Tom had this problem of getting up late in the morning and was always late for work. His boss was mad at him and threatened to fire him if he didn't do something about it. So Tom went to his doctor who gave him a pill and told him to take it before he went to bed. Tom slept well and in fact beat, the alarm in the morning. He had a leisurely breakfast and drove cheerfully to work. "Boss", he said, "The pill actually worked!" "That's all fine" said the boss, "But where were you yesterday?"
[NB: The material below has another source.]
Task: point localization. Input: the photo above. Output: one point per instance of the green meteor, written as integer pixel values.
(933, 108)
Cold Hands There's an Ahmish girl riding in a buggy with her mother, and she say's "my hands are really cold, how can I warm them up?" Her mother say's "Put them between your legs, that will warm them up." So she does, and her mother was right. The next day the girl is riding in the buggy with her boyfriend, and he says his hands are cold, so the girl say's, "Put them between my legs, that will warm them up." So he does, and his hands get warm. The next day he has a cold nose, and they use the same remedy. The day after that he say's "My dick is really cold" and the girl says, "Put it between my legs and warm it up." So he does. She's talking to her mother the next day and she asks, "Mom have you ever heard of a penis?" Her mother says, "Yes, why do you ask?" She says I don't know what they are, but they make an awful mess when they thaw out!
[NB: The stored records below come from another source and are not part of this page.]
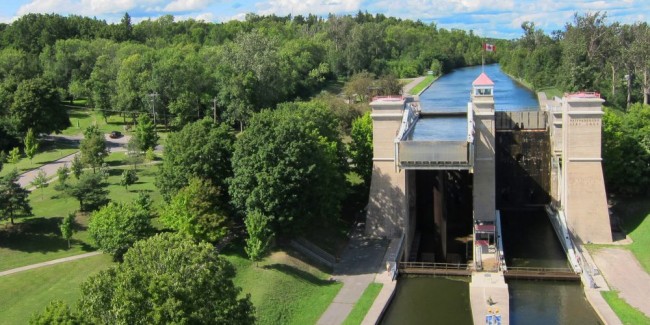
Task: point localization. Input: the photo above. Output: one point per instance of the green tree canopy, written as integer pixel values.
(286, 165)
(36, 105)
(117, 226)
(166, 279)
(196, 211)
(145, 132)
(93, 147)
(201, 149)
(361, 147)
Q:What's another term for lesbian? A:Vagitarian.
Q: Why are brides dressed in white? A: So they match the rest of the appliances.
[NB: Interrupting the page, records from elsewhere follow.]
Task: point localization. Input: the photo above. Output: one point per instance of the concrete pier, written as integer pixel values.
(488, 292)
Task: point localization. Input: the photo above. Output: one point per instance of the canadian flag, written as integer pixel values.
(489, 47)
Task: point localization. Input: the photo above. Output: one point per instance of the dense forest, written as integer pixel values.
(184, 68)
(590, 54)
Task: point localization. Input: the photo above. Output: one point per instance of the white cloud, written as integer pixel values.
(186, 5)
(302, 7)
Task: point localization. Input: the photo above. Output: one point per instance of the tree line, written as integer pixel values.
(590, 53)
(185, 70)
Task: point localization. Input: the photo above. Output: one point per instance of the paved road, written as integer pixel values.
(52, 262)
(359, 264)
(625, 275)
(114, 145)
A couple was delighted when finally their long wait to adopt a baby came to an end. The adoption center called and told them they had a wonderful Japanese baby boy, and the couple took him without hesitation. On the way home from the adoption center, they stopped by the local college so they each could enroll in night courses. After they filled out the form, the registration clerk inquired, "What ever possessed you to study Japanese?" The couple said proudly, "We just adopted a Japanese baby and in a year or so he'll start to talk. We just want to be able to understand him".